Let $\Lambda$ be von Mangoldt's function.

Let $\mu$ be the Möbius function.


Then for $y, z \ge 1$ and $n > z$:

$\displaystyle \map \Lambda n = \sum_{\substack {d \mathop \divides n \\ d \mathop \le y}} \map \mu d \, \map \ln {\frac n d} - \mathop {\sum \sum}_{\substack {d c \mathop \divides n \\ d \mathop \le y, \, c \mathop \le z}} \map \mu d \, \map \Lambda c + \mathop {\sum \sum}_{\substack {d c \mathop \divides n \\ d \mathop > y, \, c \mathop > z}} \map \mu d \, \map \Lambda c$

where $\divides$ denotes divisibility.


Proof

By Sum Over Divisors of von Mangoldt is Logarithm:

$\displaystyle \ln n = \sum_{d \mathop \divides n} \map \Lambda d$

Hence:

\(\displaystyle \map \Lambda n\) \(=\) \(\displaystyle \sum_{d \mathop \divides n} \map \mu d \, \map \ln {\frac n d}\) Möbius Inversion Formula
\(\displaystyle \) \(=\) \(\displaystyle \sum_{\substack {d \mathop \divides n \\ d \mathop \le y} } \map \mu d \, \map \ln {\frac n d} + \sum_{\substack {d \mathop \divides n \\ d \mathop > y} } \map \mu d \, \map \ln {\frac n d}\)

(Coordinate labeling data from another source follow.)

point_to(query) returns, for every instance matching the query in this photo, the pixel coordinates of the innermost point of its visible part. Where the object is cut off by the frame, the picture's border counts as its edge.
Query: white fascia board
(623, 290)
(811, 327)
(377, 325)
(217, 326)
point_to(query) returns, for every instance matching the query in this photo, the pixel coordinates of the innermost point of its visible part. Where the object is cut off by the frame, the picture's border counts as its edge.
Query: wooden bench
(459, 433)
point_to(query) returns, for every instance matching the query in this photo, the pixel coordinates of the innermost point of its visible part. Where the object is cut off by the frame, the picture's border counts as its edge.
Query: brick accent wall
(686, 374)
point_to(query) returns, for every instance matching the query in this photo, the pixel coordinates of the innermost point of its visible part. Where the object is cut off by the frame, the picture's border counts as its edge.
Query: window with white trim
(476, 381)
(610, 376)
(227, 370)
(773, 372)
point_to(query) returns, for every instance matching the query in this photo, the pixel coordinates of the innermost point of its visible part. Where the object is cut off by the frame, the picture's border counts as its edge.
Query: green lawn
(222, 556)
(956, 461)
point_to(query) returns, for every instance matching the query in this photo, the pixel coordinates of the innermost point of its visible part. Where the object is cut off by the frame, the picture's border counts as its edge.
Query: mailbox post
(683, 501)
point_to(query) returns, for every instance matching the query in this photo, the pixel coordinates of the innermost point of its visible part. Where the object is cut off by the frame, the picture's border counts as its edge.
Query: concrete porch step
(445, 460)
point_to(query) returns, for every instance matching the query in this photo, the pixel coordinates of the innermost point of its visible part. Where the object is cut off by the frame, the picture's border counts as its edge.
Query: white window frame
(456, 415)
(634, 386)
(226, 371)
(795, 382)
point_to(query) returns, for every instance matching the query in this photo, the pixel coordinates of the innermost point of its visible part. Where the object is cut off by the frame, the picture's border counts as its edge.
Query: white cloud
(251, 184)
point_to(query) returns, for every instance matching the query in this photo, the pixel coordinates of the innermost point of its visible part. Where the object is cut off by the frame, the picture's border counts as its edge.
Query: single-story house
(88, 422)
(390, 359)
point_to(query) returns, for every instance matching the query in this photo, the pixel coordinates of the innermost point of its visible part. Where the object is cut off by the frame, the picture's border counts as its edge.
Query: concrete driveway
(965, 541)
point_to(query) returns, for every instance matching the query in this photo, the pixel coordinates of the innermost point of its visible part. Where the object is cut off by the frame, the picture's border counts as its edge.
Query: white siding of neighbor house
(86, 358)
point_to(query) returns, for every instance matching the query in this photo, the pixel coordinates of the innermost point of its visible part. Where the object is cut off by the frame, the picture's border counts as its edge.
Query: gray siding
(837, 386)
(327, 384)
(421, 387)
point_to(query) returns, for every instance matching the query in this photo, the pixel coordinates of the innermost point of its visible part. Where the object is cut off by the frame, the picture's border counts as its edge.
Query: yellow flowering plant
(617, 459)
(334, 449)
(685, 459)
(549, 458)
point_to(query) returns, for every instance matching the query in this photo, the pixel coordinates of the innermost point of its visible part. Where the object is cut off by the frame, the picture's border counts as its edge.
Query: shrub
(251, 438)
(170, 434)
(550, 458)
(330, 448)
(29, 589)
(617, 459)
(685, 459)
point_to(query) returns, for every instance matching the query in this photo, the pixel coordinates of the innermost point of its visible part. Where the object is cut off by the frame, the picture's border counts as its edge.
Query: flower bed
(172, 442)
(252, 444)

Taking the second summation in that last line:

\(\displaystyle \sum_{\substack {d \mathop \divides n \\ d \mathop > y} } \map \mu d \, \map \ln {\frac n d}\) \(=\) \(\displaystyle \sum_{\substack {d \mathop \divides n \\ d \mathop > y} } \map \mu d \sum_{c \mathop \divides n / d} \map \Lambda c\)
\(\displaystyle \) \(=\) \(\displaystyle \mathop {\sum \sum}_{\substack {d c \mathop \divides n \\ d \mathop > y} } \map \mu d \, \map \Lambda c\)
\(\displaystyle \) \(=\) \(\displaystyle \mathop {\sum \sum}_{\substack {d c \mathop \divides n \\ d \mathop > y, \, c \mathop > z} } \map \mu d \, \map \Lambda c + \mathop {\sum \sum}_{\substack {d c \mathop \divides n \\ d \mathop > y, \, c \mathop \le z} } \map \mu d \, \map \Lambda c\)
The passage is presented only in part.